Gadolinium based contrast agents (GBCA) play a critical role in identifying MS lesions undergoing BBB which is of high clinical importance. However, repeated use of GBCAs over a long period of time and the risks associated with administering it to patients with renal complications has mandated for greater caution in its usage. In this work we explored the plausibility of identifying MS lesions undergoing BBB from tissue microstructure information obtained from T2 relaxometry and dMRI data. We also proposed a framework to predict MS lesions undergoing BBB using the tissue microstructure information and demonstrated its potential on a test case.
Multi-compartment models
Multi-compartment T2 relaxometry (MCT2) and dMRI (MCDiff) models are used to obtain the brain tissue microstructure information which are used to identify the Gd-active MS lesions.
MCT23,4: Each voxel is considered to have three compartments: short-T2: myelin and highly myelinated axons; medium-T2: mixed pool comprising of axons, intra/extracellular matter and high-T2: cerebrospinal fluids (and edema). The fraction of each compartment in a voxel, i.e. short-T2, medium-T2 and high-T2 weights are the MCT2 biomarkers.
MCDiff: We chose the ball and stick model5. Three anisotropic and a free water compartment were considered for each voxel. The estimations were performed as proposed by Stamm et al.6. Weighted averages of the scalar maps corresponding to each compartment were used as MCDiff biomarkers3: fractional anisotropy, apparent diffusion coefficient and axial diffusivity. The diffusion free water fraction was also used as a MCDiff biomarker.
Data specification
T2 relaxometry: echo time(TE)/repetition time(TR)/number of echoes/voxel resolution=13.8ms/4530ms/7/1.33x1.33x3.0mm3.
dMRI: 30-directions; b-value=1000s/mm2; TE/TR=94ms/9sec; voxel resolution=2x2x2mm3. T1-weighted images (1x1x3mm3) post GBCA infusion (0.1mmol/kg gadopentetate dimeglumine) were acquired to identify Gd-active lesions. All images and lesion annotations were registered to the T2-weighted image.
Our dataset had 11 patients with 21 Gd-active lesions (E+) and 173 late stage lesions (L-). The combined acquisition time of the T2 relaxometry and dMRI data was less than 14 minutes.
Experiment-1: Feature analysis
Lesion-wise statistics (median, variance, skewness, entropy) of the MCT2 and MCDiff values inside E+ and L- lesions were used as features describing each lesion. A Mann-Whitney U test was performed to observe the E+ and L- group differences for these features.

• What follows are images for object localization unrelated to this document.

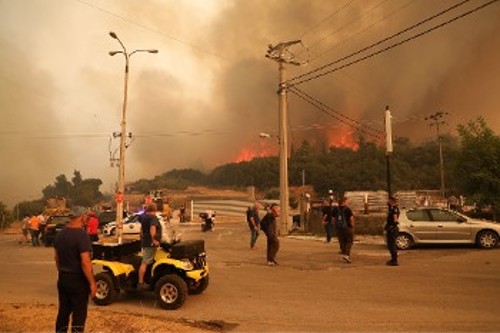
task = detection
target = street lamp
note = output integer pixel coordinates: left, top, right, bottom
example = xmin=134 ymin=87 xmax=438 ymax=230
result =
xmin=109 ymin=31 xmax=158 ymax=244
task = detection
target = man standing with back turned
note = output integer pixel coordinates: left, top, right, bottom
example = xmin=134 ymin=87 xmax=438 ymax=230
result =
xmin=262 ymin=203 xmax=280 ymax=266
xmin=53 ymin=207 xmax=97 ymax=333
xmin=385 ymin=196 xmax=400 ymax=266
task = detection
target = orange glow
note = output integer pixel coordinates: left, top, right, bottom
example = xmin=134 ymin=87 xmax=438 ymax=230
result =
xmin=327 ymin=129 xmax=359 ymax=150
xmin=234 ymin=141 xmax=277 ymax=162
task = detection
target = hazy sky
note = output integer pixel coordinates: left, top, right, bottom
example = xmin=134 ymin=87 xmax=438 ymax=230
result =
xmin=1 ymin=0 xmax=499 ymax=207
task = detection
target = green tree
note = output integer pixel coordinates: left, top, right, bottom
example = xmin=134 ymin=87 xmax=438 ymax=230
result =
xmin=456 ymin=117 xmax=500 ymax=215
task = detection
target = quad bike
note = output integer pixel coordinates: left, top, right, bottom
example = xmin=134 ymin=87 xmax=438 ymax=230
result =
xmin=199 ymin=210 xmax=216 ymax=232
xmin=91 ymin=239 xmax=209 ymax=310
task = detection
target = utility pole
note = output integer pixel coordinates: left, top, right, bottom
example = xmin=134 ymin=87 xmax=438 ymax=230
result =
xmin=425 ymin=111 xmax=449 ymax=198
xmin=266 ymin=40 xmax=303 ymax=235
xmin=385 ymin=106 xmax=393 ymax=197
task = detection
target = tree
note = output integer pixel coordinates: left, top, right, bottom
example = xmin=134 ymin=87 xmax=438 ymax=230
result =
xmin=456 ymin=117 xmax=500 ymax=215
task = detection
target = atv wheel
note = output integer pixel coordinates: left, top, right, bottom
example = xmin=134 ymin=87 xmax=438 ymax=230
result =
xmin=155 ymin=274 xmax=188 ymax=310
xmin=93 ymin=272 xmax=118 ymax=306
xmin=189 ymin=276 xmax=210 ymax=295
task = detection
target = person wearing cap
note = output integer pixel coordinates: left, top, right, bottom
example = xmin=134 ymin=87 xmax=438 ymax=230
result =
xmin=53 ymin=207 xmax=96 ymax=333
xmin=261 ymin=203 xmax=280 ymax=266
xmin=138 ymin=202 xmax=162 ymax=290
xmin=385 ymin=196 xmax=400 ymax=266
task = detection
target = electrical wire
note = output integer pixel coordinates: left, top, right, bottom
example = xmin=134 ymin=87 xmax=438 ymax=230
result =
xmin=287 ymin=0 xmax=497 ymax=87
xmin=309 ymin=0 xmax=415 ymax=63
xmin=74 ymin=0 xmax=226 ymax=61
xmin=289 ymin=87 xmax=383 ymax=140
xmin=298 ymin=0 xmax=357 ymax=39
xmin=289 ymin=0 xmax=472 ymax=84
xmin=300 ymin=0 xmax=391 ymax=56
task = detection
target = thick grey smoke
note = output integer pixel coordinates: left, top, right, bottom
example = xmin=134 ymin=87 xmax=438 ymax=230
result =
xmin=1 ymin=0 xmax=499 ymax=207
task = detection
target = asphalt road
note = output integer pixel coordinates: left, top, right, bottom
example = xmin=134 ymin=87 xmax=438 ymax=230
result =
xmin=1 ymin=219 xmax=500 ymax=332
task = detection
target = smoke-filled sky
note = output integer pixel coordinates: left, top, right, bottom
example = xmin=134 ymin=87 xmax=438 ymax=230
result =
xmin=1 ymin=0 xmax=499 ymax=207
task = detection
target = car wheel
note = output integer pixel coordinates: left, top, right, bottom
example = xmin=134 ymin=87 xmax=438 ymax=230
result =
xmin=476 ymin=230 xmax=499 ymax=249
xmin=93 ymin=272 xmax=118 ymax=306
xmin=155 ymin=274 xmax=188 ymax=310
xmin=188 ymin=275 xmax=209 ymax=295
xmin=395 ymin=233 xmax=413 ymax=250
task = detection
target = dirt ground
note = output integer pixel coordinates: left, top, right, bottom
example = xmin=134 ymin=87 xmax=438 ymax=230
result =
xmin=0 ymin=302 xmax=218 ymax=332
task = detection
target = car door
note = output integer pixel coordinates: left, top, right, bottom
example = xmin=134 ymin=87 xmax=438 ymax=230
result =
xmin=428 ymin=209 xmax=471 ymax=242
xmin=404 ymin=209 xmax=437 ymax=241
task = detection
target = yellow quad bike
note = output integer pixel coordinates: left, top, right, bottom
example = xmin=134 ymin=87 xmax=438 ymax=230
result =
xmin=91 ymin=239 xmax=209 ymax=310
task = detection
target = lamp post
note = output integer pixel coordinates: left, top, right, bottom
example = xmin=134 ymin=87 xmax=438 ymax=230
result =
xmin=109 ymin=31 xmax=158 ymax=244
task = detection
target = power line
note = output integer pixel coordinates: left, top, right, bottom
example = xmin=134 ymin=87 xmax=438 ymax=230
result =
xmin=300 ymin=0 xmax=390 ymax=56
xmin=298 ymin=0 xmax=357 ymax=38
xmin=289 ymin=87 xmax=383 ymax=140
xmin=289 ymin=0 xmax=472 ymax=84
xmin=287 ymin=0 xmax=497 ymax=87
xmin=308 ymin=0 xmax=415 ymax=63
xmin=74 ymin=0 xmax=226 ymax=61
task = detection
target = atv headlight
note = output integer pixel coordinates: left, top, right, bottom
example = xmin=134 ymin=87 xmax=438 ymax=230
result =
xmin=180 ymin=259 xmax=194 ymax=270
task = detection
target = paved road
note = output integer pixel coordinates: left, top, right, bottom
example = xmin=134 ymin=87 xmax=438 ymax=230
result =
xmin=1 ymin=220 xmax=500 ymax=332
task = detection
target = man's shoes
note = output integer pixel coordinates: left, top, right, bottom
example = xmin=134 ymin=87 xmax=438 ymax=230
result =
xmin=137 ymin=282 xmax=151 ymax=291
xmin=267 ymin=261 xmax=275 ymax=266
xmin=386 ymin=260 xmax=399 ymax=266
xmin=342 ymin=255 xmax=351 ymax=263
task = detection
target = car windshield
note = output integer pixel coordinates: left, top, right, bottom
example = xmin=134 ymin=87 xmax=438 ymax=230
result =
xmin=48 ymin=216 xmax=70 ymax=225
xmin=406 ymin=209 xmax=431 ymax=221
xmin=429 ymin=209 xmax=461 ymax=222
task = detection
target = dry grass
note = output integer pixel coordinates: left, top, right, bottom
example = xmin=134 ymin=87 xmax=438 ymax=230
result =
xmin=0 ymin=303 xmax=216 ymax=332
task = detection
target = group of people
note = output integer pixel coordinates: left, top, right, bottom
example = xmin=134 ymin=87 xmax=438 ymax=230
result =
xmin=19 ymin=213 xmax=47 ymax=246
xmin=19 ymin=210 xmax=100 ymax=247
xmin=246 ymin=193 xmax=401 ymax=267
xmin=322 ymin=193 xmax=400 ymax=266
xmin=246 ymin=202 xmax=281 ymax=266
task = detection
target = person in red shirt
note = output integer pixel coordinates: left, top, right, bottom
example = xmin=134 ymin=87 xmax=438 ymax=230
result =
xmin=85 ymin=211 xmax=99 ymax=243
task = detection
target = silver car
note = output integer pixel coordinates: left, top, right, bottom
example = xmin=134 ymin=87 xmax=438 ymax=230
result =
xmin=396 ymin=207 xmax=500 ymax=250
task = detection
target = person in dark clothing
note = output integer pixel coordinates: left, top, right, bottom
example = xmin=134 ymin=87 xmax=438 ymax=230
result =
xmin=247 ymin=202 xmax=261 ymax=250
xmin=385 ymin=196 xmax=400 ymax=266
xmin=262 ymin=203 xmax=280 ymax=266
xmin=335 ymin=197 xmax=355 ymax=263
xmin=138 ymin=203 xmax=162 ymax=289
xmin=53 ymin=207 xmax=96 ymax=333
xmin=321 ymin=195 xmax=336 ymax=243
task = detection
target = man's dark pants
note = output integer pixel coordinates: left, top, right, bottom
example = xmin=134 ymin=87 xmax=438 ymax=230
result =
xmin=324 ymin=223 xmax=334 ymax=242
xmin=337 ymin=227 xmax=354 ymax=256
xmin=266 ymin=236 xmax=280 ymax=262
xmin=56 ymin=273 xmax=90 ymax=333
xmin=250 ymin=227 xmax=259 ymax=248
xmin=386 ymin=227 xmax=399 ymax=262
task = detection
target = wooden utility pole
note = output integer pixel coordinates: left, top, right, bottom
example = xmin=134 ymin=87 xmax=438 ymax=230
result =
xmin=266 ymin=40 xmax=302 ymax=235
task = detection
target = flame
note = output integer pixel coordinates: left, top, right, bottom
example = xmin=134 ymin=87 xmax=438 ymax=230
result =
xmin=234 ymin=140 xmax=277 ymax=162
xmin=327 ymin=129 xmax=359 ymax=150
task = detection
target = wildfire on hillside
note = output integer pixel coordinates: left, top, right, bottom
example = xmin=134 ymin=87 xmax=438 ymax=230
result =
xmin=327 ymin=129 xmax=360 ymax=150
xmin=234 ymin=140 xmax=278 ymax=162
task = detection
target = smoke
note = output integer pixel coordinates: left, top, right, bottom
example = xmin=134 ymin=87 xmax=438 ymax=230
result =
xmin=0 ymin=0 xmax=499 ymax=207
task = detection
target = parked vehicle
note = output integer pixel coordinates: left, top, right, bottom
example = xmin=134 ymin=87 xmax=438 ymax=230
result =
xmin=92 ymin=238 xmax=209 ymax=310
xmin=102 ymin=212 xmax=166 ymax=237
xmin=44 ymin=215 xmax=71 ymax=247
xmin=395 ymin=207 xmax=500 ymax=250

Experiment-2: Gd-active lesion detection
A framework is proposed to predict E+ lesions using the aforementioned features. The features for which the group differences were found to be significant (p<0.05) were considered for the lesion prediction task. The training set consisted of lesion information from 10 patients (162 L- and 19 E+ lesions). One patient case was not used for training at any stage (test case) on which the lesion detection performance was evaluated. The proposed method is shown in Figure-2. The imbalance in labels (much higher number of L- samples compared to E+) was compensated by adopting a random shuffle and repeat strategy (RSRS). For every repetition, some L- samples were randomly selected from the training set such that the ratio between L- and E+ sample was 3:2. A support vector machine (SVM) based classifier with radial basis function (RBF) kernel was used for prediction. A grid search hyperparameter optimization technique was performed to determine model parameters. The learnt model was used to predict the lesion type of the test case lesions at every repetition. 10000 repetitions were performed to ensure enough sample combinations were accounted for in the training phase. A voting score is generated for the 10000 predictions of each lesion in the test case on which a majority voting thresholding is done to predict the whether the lesion is E+/L-.
Experiment-1
Statistics of the features are compared for E+ and L- groups as box plots in Figure-3 and Figure-4. Significant difference between E+ and L- groups (p<0.05) were observed for several statistics of the features.
Experiment-2
The training phase performance metrics are shown in Figure-5(a). The test case results are shown in Figure-5(b). Both E+ lesions present in the test case were correctly predicted and there were no false positives.
Figure-5:(a) Sensitivity, specificity, positive predictive value (PPV), negative predictive value (NPV) and overall accuracy for the training phase is shown. Since these values are computed over different training sets at each repetition (random shuffle and repeat strategy), the results are shown as notched box plots. (b) Test case had 11 L- and 2 E+ lesions. A majority voting thresholding was performed on the voting score (of 10000 predictions) to predict the lesion category. Whereas the test case decision is performed on 10000 predictions, training phase performance is reported on single instance predictions. This explains the superior test case performance.